With funding still being a challenge for startups in Australia, governments and larger corporates are emerging as a source of support for promising new companies.
Written by Tim Lohman, Contributor

Australia's startups continue to face challenges in securing funding for their new ideas, according to startups themselves. However, funding and support programs from governments and major corporations are increasingly helping them compete on the global scene.

Speaking at Microsoft's TechEd 2013 conference, George Slavov of social application startup Nubis said the major challenge faced by startups in Australia is securing funding.

"There is money available from venture capital, but it is difficult to get and quite limited, so unless you are student just starting out with an idea or a very small team which needs very little money and has very little expenses, it is quite difficult," he said.

"You either have to go overseas to find investment or you have to find a way to self-fund."

Marty Smee of skills search startup Cooperating said conditions are difficult, but added that Queensland in particular is becoming supportive of startups.

As evidenced by the acquisition by Twitter of Brisbane-based music app We Are Hunted earlier this year, the state is also becoming recognised as a home for innovative companies.

"Brisbane seems to be a bit of a changing scene ... there is some momentum growing," Smee said. "For our concept, there is a social innovation fund which has just opened up in Brisbane. I feel like we are on the verge of something.

"That's what you need: A good exit, a good international story, and the world seeing that we work hard and don't cost quite that much. I feel better and better about the funding scene all the time, but I do agree it is difficult."

Catherine Eibner, startup adviser at venture technology investment agency BlueChilli, said that government incentives for startups — such as the NSW government's Innovate program — are growing. However, access to reliable funding remains an issue.

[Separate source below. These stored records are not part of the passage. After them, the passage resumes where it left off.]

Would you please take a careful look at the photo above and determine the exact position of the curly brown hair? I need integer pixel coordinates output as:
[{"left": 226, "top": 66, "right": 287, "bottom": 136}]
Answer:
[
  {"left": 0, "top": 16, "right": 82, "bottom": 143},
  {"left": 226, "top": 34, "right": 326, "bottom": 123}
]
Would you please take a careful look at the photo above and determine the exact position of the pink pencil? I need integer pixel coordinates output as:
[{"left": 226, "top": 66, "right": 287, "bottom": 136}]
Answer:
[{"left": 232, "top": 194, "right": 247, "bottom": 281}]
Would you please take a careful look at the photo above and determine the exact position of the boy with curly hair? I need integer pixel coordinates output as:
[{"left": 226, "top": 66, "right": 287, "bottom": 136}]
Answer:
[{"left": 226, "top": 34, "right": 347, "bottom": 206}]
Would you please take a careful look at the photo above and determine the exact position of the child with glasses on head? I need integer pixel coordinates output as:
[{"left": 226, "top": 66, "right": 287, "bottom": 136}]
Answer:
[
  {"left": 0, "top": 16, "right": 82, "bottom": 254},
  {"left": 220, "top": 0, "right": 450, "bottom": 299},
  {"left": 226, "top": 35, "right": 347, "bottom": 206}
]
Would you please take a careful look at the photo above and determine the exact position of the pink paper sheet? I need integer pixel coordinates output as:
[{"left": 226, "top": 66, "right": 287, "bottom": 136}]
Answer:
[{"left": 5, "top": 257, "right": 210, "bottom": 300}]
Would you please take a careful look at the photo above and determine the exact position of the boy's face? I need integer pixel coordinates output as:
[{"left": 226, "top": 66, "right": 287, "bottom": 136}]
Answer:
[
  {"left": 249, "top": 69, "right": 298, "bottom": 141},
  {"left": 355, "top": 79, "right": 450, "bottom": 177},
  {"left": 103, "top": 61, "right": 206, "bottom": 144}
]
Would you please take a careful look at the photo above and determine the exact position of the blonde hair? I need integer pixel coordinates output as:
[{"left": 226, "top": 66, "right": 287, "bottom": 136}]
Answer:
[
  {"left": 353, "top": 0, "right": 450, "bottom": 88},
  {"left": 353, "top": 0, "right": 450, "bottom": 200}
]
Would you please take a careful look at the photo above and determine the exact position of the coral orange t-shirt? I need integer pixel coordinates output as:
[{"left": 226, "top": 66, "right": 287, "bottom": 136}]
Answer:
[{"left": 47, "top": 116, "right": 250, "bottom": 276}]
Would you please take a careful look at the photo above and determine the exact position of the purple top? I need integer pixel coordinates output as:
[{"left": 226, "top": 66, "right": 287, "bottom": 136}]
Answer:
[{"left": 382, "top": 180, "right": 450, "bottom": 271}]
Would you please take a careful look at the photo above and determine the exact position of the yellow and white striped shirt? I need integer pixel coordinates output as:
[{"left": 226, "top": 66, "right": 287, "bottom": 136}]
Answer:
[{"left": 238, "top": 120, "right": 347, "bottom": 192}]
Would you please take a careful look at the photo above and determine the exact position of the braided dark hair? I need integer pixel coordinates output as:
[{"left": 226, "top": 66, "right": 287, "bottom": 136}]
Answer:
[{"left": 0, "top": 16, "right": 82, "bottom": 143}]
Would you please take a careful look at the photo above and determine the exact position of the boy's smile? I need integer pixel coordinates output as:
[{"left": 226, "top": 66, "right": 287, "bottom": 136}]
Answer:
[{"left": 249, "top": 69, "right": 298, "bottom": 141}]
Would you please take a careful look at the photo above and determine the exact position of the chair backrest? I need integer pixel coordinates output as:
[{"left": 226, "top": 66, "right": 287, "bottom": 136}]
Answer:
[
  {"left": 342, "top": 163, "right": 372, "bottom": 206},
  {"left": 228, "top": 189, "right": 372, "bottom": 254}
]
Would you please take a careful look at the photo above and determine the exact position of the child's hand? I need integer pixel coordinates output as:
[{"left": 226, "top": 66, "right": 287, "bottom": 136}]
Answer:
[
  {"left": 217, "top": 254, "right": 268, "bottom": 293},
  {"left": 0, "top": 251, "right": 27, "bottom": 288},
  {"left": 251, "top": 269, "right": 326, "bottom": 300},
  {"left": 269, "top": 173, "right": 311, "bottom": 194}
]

"Where we're seeing the key investment is friends, family, and founders for early stage investment," she said. "But at later-stage investment, it is corporates — companies like Microsoft, with its BizSpark program, and now Coca Cola is opening up an accelerator program as well, so there is a greater trend for that at the moment."

Jordan Knight at social photography app startup Project Tripod said grants from technology companies are becoming a greater source of funding, as well as commercial advice and technological assistance for startups.

"One piece of advice that [Microsoft and Nokia] gave us was on how to apply for the [Nokia and Microsoft-funded mobile application accelerator program] AppCampus initiative out of Finland. We did and we got it, and all of a sudden we had €50,000, and idea and a product to build."

Knight said Project Tripod has also benefited by graduating from Microsoft's BizSpark program, which provides technology, support, and promotion to startups and entrepreneurs.

"People just see [Microsoft's] BizSpark as a way to get free software sometimes, but that is completely not true," he said.

"All too often, monetary considerations come into [play], because we are a low-funded startup, but we are able to make technology decisions, not funding decisions, which completely free us up to work on what we are good at."

Tim Lohman travelled to TechEd 2013 as a guest of Microsoft.